Masyarakat tionghoa memiliki suatu budaya sangat menghormati orang tua (papa dan mama), diakui bahwa jasa orang tua (papa-mama) adalah paling besar.
Sejak bayi masih di dalam kandungan ibu, ibu yang menghamili si bayi dengan hati yang mulia memperhatikan dan memelihara pertumbuhan sang bayi dalam kandungan; saat melahirkan bayi, betapa penderitaan dari seorang ibu yang menahan sakit.
Saat bayi telah lahir, orang tua (papa-mama) lah yang paling memperhatikan si bayi, dirawat, dipelihara, diberikan yang terbaik kepada sang bayi.
Saat bayi sudah berusia sekolah, mereka disekolahkan oleh orang tua, mereka diantar dan jemput ke sekolah.
Pendek kata dari bayi hingga dewasa, para orang tua (papa-mama) bersedia menanggung segala penderitaan agar anak mereka bisa lebih baik, lebih pintar, lebih sehat.
Dalam ungkapan "sehari sebagai guru, seumur hidup sebagai papa". Ini menunjukan dalam kebudayaan tionghoa, mereka sangat menghormati guru hingga sang guru sebagai pengajar disejajarkan atau disamakan dengan orang tua. Kenapa ?
Guru, adalah mereka yang telah membimbing, membina, mengajar kita jadi lebih maju, walaupun ini hanya terjadi dalam waktu satu hari saja, mereka tetap adalah guru.
Pengetahuan dari seorang guru, mereka peroleh dengan rajin belajar, rajin bereksperimen, rajin mengevaluasi hal-hal yang dipelajari yang diterapkan dalam kehidupan.

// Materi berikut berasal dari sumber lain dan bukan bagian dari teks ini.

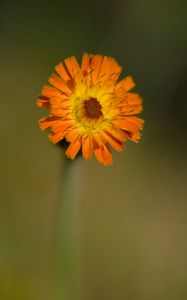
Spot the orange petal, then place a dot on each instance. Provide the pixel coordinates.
(43, 101)
(72, 135)
(87, 147)
(74, 148)
(110, 70)
(61, 126)
(85, 66)
(95, 64)
(58, 82)
(127, 84)
(72, 66)
(48, 122)
(56, 137)
(50, 91)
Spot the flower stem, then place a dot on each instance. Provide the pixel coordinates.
(67, 246)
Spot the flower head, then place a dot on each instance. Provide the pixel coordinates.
(89, 108)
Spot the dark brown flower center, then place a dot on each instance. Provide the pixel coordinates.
(92, 108)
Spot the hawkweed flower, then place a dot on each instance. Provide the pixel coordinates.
(90, 108)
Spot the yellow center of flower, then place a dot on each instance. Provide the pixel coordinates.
(92, 108)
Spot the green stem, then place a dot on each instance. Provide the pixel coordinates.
(67, 232)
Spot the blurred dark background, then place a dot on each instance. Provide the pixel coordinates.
(133, 224)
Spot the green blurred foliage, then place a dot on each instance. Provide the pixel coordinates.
(133, 214)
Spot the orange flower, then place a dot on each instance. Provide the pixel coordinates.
(89, 108)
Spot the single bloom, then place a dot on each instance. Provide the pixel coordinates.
(90, 108)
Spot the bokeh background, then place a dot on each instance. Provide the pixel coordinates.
(132, 216)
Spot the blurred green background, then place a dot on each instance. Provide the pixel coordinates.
(132, 237)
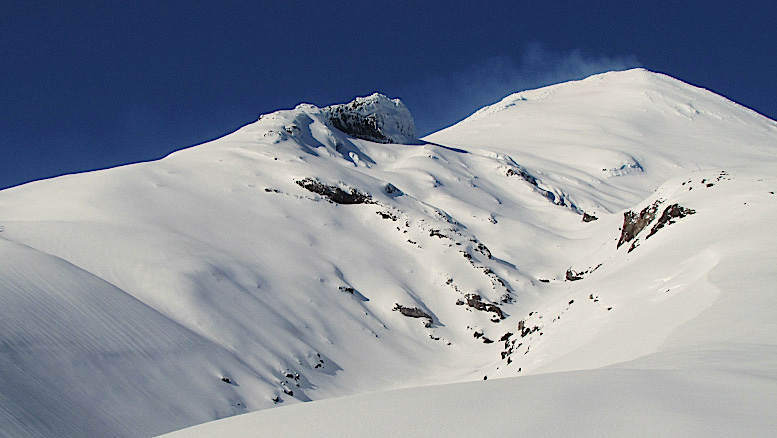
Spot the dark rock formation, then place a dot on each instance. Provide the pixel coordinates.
(334, 193)
(633, 223)
(574, 276)
(375, 118)
(476, 302)
(674, 211)
(414, 312)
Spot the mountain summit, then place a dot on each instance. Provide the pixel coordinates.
(302, 258)
(375, 118)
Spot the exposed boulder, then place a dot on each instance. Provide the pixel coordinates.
(334, 193)
(414, 312)
(633, 223)
(674, 211)
(476, 302)
(375, 118)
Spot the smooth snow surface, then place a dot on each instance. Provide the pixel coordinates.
(222, 279)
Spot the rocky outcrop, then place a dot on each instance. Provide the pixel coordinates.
(414, 312)
(674, 211)
(375, 118)
(633, 223)
(334, 193)
(476, 302)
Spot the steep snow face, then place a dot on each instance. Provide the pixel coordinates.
(611, 139)
(375, 118)
(291, 261)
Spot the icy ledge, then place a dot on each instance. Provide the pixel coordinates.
(375, 118)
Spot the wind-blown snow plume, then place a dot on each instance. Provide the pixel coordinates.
(438, 102)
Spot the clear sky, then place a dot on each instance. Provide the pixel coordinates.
(93, 84)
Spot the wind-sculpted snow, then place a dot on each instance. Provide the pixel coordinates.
(291, 261)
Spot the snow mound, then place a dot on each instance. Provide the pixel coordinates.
(375, 118)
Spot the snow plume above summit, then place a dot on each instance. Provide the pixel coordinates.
(375, 118)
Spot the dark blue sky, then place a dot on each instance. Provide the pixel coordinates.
(92, 84)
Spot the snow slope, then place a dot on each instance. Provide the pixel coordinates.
(223, 279)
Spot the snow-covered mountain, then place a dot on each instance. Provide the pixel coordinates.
(608, 240)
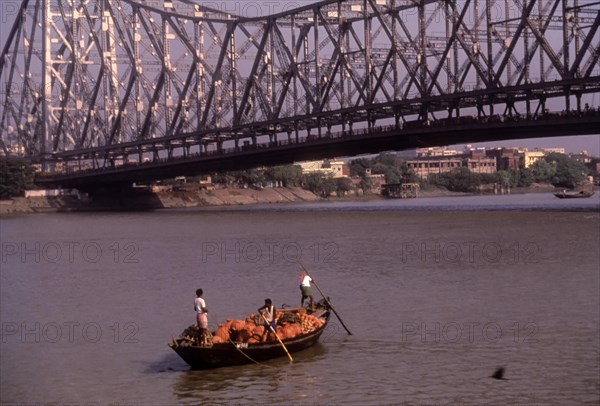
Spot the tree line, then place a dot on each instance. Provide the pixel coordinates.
(560, 170)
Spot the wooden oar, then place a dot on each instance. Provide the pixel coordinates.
(278, 339)
(326, 300)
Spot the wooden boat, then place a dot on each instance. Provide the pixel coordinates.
(573, 195)
(238, 353)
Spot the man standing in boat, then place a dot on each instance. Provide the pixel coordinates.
(201, 312)
(269, 315)
(306, 290)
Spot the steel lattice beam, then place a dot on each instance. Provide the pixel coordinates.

Bisa saja pengetahuan dan pengalaman yang dimiliki oleh seorang guru membutuhkan waktu yang sangat lama, bisa hingga 2-3 tahun, atau 5-10 atau 20 tahun lebih.
Dengan pengetahuan yang mereka miliki yang diperoleh dari tahun demi tahun, pada saat mengajarkan kepada muridnya pengalaman tersebut di-sharing, di-transfer dalam beberapa jam, beberapa hari atau beberapa bulan.
Banyak sekali kejadian yang terjadi, setelah seorang (guru) mentransfer pengetahuannya kepada temannya atau kepada muridnya dan setelah temannya atau muridnya mengerti pengetahuan tersebut, sang teman atau sang murid malah menggeser posisi sang guru.
Mereka tidak berterima kasih kepada sang guru, malah merebut posisi sang guru, sungguh sangat "wang eng fu yi", melupakan jasa dari seorang guru, orang-orang tersebut sudah lupa atau tidak mengetahui kebudayaan "Yi Rek We Se, Cung Seng We Fu". [Linda Lim / Denpasar / Bali / Tionghoanews]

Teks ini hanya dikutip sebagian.